Personal information
- Date of birth: 26 January 1982 (age 44)
- Place of birth: Strasbourg, France
- Height: 1.80 m (5 ft 11 in)
- Position: Defensive midfielder

Senior career*
- Years: Team / Apps / (Gls)
- 0000–2007: FSV Oggersheim
- 2007–2008: Borussia Neunkirchen / 21 / (2)
- 2008–2011: 1. FC Saarbrücken / 55 / (0)
- 2012–2017: Borussia Neunkirchen / 18 / (1)

= Nabil Dafi =

French footballer (born 1982)

Nabil Dafi (born 26 January 1982) is a French footballer who last played for Borussia Neunkirchen. Dafi, who plays as a defensive midfielder, has spent much of career in Germany.
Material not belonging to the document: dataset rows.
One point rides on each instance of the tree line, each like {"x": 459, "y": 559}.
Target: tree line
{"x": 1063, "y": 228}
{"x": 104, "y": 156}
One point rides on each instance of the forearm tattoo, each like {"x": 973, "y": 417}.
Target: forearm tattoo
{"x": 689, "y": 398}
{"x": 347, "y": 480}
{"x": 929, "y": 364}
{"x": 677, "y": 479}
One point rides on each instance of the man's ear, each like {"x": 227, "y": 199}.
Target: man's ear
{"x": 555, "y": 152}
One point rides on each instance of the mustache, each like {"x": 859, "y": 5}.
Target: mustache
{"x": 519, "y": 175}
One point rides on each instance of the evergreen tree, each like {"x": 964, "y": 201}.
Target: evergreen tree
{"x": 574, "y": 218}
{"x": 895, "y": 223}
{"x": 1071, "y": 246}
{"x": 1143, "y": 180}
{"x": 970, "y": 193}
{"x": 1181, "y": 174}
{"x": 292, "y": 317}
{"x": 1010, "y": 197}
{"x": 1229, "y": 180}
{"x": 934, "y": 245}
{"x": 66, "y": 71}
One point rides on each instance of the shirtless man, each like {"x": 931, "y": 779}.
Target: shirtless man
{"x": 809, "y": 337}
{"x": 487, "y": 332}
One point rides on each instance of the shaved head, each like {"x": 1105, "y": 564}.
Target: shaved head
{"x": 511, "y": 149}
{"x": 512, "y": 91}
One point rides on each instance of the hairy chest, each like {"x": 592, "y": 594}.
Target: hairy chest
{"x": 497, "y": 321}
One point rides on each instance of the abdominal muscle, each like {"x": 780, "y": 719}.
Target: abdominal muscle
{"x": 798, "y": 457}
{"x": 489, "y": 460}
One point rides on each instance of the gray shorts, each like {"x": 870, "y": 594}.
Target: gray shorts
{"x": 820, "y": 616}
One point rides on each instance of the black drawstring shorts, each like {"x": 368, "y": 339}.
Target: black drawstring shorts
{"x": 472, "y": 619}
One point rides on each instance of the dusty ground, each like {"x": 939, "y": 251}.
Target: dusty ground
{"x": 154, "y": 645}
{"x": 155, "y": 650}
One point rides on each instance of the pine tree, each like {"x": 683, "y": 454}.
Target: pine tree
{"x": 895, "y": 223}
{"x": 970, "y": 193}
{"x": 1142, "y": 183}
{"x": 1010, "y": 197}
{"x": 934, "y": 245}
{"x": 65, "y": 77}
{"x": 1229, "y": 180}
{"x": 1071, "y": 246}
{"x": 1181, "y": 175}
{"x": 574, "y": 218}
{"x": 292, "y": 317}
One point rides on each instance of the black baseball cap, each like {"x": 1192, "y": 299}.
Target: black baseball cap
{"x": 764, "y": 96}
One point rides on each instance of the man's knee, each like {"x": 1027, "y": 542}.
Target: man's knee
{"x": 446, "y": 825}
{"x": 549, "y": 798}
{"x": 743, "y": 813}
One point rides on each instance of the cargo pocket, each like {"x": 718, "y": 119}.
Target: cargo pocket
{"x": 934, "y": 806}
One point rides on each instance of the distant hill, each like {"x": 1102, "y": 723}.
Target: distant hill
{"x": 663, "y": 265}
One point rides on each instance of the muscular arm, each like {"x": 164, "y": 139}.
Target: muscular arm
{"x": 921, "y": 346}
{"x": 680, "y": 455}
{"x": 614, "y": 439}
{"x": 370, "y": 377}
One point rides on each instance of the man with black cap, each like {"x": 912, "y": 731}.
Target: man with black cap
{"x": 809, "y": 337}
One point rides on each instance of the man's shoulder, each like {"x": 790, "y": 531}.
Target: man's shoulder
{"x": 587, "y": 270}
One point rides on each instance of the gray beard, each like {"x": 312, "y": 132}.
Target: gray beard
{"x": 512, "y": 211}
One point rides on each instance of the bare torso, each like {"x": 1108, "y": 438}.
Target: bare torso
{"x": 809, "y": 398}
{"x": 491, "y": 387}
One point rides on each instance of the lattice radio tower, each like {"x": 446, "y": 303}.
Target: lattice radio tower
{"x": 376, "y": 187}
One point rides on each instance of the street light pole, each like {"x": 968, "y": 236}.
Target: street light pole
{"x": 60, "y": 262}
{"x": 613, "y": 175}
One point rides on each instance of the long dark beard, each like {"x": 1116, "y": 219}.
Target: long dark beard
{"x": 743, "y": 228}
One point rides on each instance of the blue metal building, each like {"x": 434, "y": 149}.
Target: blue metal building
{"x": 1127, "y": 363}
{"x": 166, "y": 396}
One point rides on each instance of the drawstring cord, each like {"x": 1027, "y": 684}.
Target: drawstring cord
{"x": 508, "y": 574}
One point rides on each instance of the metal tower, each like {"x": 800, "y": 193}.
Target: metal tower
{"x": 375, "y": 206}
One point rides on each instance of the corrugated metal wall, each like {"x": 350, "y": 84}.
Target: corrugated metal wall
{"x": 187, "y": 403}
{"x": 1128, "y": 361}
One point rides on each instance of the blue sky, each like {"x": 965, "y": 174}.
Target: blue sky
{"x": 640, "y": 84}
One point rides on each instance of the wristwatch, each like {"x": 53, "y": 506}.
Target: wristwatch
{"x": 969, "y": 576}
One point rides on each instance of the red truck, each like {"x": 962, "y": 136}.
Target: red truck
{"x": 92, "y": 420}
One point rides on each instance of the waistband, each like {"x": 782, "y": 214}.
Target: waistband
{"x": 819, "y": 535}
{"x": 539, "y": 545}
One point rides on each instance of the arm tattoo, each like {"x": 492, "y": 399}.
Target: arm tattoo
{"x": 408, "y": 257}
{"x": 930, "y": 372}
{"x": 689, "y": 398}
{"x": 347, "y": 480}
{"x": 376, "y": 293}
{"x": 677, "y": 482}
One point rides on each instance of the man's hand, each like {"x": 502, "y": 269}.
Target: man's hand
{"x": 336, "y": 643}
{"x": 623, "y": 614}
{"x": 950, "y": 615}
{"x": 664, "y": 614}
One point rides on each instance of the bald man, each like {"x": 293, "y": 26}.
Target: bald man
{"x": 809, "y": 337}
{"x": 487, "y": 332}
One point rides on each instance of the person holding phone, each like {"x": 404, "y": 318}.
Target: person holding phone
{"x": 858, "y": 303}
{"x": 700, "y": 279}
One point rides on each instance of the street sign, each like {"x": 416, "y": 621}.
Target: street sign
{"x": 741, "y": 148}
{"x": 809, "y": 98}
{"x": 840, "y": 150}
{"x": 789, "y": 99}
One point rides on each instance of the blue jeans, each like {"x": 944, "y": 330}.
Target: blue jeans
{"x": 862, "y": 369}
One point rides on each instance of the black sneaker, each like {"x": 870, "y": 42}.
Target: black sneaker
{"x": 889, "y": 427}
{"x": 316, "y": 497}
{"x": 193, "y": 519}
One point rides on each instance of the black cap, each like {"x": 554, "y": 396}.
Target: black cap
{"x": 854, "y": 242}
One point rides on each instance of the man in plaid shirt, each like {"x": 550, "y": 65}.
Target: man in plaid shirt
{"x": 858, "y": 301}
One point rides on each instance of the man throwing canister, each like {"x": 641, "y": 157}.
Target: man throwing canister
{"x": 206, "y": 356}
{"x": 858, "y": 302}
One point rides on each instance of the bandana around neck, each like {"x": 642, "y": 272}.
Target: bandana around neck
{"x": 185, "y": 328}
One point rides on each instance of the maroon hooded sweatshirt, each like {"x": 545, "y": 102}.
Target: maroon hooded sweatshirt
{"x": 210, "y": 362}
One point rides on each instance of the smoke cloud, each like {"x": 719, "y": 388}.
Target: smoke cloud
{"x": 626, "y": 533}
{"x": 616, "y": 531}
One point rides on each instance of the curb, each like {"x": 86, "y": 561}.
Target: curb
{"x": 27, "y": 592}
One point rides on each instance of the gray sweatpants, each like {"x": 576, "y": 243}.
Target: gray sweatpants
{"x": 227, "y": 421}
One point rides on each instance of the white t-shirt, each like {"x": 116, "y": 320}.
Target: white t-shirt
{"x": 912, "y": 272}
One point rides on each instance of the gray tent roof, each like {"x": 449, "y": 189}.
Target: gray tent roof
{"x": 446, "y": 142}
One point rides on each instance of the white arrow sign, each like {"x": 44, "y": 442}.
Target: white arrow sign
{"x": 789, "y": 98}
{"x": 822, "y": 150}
After spells with FSV Oggersheim and Borussia Neunkirchen, he joined 1. FC Saarbrücken in 2008, and helped the club achieve consecutive promotions, from the Oberliga Südwest to the Regionalliga West and onward to the 3. Liga. He made his first appearance at this level in the penultimate game of the 2010–11 season, replacing Nico Zimmermann in a win against SV Babelsberg 03. He was released at the end of the season and returned to Borussia Neunkirchen.